Diet Python and some ranting

Posted on by Chris Warburton

Long time no post (in fact, I haven't posted at all since starting my fourth year at Sheffield Uni!). I keep writing big ranty things, meaning to post them, but haven't got around to it yet. Ah well, maybe soon (exams at the moment though :( )

As part of my biannual exam revision procrastination I've started to rejig my Diet Python language. The idea behind Diet Python is pretty simple: take all of the syntactic sugar out of Python. Thus Diet Python is just a subset of Python, which is just as powerful as the complete language. Diet Python isn't meant to be programmed in, however; it exists to simplify Python programs so that they can be handled more easily by automated tools. For example, in Python the following two lines are equivalent:

a + b
a.__add__(b)

So the Diet Python equivalent is this:

a.__add__(b)

It is thus completely compatible with Python, but there is no need to bother with "+" (or the associated nodes in the Abstract Syntax Tree). The same applies to other Python syntax such as:

my_list[index]
my_list.__getitem__(index)

In Diet Python we can get rid of the [] subscription notation, without losing the ability to grab elements from lists (or any other type of object which implements the [] syntax, which is done via the __getitem__ method). Thus if we have a Python implementation (CPython, Jython, PyPy, IronPython, etc.) then it is also a Diet Python implementation (plus some extra stuff that Diet Python won't use), but more interestingly if we implement Diet Python then we've actually implemented the whole of Python in terms of features, just not the syntax. This can be overcome easily by using a translator to turn Python's nice, sugary syntax into Diet Python's awkward, canonical syntax, which is exactly what I've done.

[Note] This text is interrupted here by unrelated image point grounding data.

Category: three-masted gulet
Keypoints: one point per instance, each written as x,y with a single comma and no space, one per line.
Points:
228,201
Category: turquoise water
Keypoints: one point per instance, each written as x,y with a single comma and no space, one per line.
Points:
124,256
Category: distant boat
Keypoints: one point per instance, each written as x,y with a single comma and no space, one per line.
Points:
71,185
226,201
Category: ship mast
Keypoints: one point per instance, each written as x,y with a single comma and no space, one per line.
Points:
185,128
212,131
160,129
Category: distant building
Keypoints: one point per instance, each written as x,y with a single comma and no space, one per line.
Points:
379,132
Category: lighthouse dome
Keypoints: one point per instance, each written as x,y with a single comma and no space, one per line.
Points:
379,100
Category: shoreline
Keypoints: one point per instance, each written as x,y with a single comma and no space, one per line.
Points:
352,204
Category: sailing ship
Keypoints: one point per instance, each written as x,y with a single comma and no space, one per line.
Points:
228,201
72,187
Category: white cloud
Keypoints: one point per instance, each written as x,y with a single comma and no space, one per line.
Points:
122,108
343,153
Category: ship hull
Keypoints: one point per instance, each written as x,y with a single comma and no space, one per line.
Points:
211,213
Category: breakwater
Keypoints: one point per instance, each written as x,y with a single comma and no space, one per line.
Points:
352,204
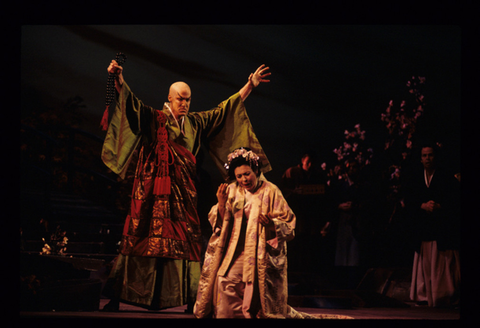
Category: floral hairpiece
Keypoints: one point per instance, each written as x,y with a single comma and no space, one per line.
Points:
249,155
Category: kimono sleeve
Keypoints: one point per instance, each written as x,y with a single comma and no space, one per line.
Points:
228,127
125,131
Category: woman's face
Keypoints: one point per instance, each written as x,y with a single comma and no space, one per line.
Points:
246,177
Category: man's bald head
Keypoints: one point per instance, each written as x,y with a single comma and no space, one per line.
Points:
179,97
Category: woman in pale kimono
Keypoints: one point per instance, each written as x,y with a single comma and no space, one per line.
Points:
244,274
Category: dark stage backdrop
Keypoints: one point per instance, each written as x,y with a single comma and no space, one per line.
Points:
325,79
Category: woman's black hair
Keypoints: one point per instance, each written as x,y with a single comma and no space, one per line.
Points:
239,161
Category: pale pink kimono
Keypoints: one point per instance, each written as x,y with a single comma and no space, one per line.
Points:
244,275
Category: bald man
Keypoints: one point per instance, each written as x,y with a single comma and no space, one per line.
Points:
159,261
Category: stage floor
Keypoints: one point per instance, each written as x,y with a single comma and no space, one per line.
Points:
133,312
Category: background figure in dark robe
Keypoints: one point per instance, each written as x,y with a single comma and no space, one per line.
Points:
305,188
432,201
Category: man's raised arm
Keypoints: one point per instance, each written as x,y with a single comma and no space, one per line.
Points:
253,81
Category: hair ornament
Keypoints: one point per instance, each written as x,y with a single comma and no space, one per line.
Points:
249,155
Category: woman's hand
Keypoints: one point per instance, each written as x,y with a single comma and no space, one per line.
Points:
266,221
259,75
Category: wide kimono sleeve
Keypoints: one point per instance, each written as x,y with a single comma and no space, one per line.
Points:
226,128
129,122
282,216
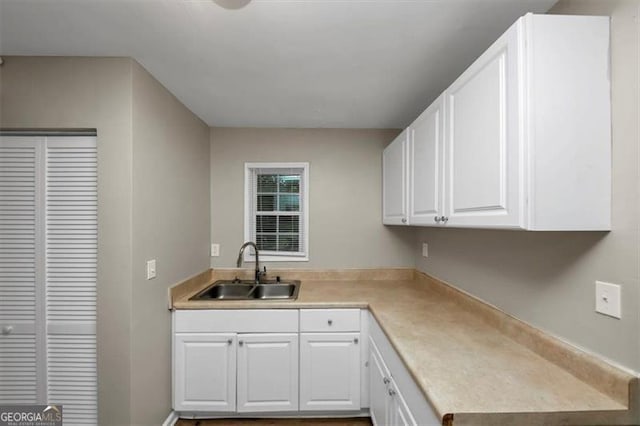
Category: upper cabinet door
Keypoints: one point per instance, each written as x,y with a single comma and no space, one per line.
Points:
483,145
394,181
425,165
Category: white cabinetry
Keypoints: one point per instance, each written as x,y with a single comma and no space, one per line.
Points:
267,372
425,157
205,372
394,181
224,361
263,360
394,398
520,140
388,406
483,146
330,361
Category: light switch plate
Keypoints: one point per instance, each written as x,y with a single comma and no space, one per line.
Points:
151,269
608,299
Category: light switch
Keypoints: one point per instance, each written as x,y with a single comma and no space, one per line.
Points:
608,299
151,269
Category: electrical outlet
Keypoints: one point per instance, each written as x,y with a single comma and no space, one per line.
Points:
608,299
151,269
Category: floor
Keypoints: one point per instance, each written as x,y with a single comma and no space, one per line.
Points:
360,421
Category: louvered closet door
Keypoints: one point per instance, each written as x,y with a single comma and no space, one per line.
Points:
71,263
48,259
20,342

Diet Python originally started as a simple test case for my Python pretty printer (or "decompiler"), which turns a Python Abstract Syntax Tree, produced by Python 2.x's built-in "compiler" module, into valid Python code which implements the AST's functionality (ie. compile some Python into an AST, stick that into the decompiler to get some Python code, then compile that to an AST and the two ASTs should be the same (as long as every transformation is reversible, is reversed, doesn't lose information and is done naively, that is ;) ).

The decompiler itself was an experiment to get used to the PyMeta pattern matching framework (which I've since used in a University project to test my code), and since PyMeta, as an implementation of Alessandro Warth's OMeta, should be nicely extensible via subclassing, I wanted both an experiment in PyMeta and an experiment in extending my experiment in PyMeta to really get to grips with it.

Unfortunately subclassing in PyMeta has proven difficult, which might be a bug in the implementation (I'll have to check up on that). Making a pattern matcher, for example to decompile Python ASTs, in PyMeta allows anyone to make a similar pattern matcher based on it quite easily through Python's object system. For example if you want to get rid of every "print" statement in some code, you take the decompiler (which is a Python class object), then you write down the grammar rules which differ from the original (in this example every Print and Printnl node should be translated into '' (ie. an empty string, and thus no code)), then you tell the decompiler to make a grammar out of your rules, and it will give you a new Python class which implements a pattern matcher using the decompiler's rules + your new ones (where the new ones override the decompiler's ones in case of conflicts).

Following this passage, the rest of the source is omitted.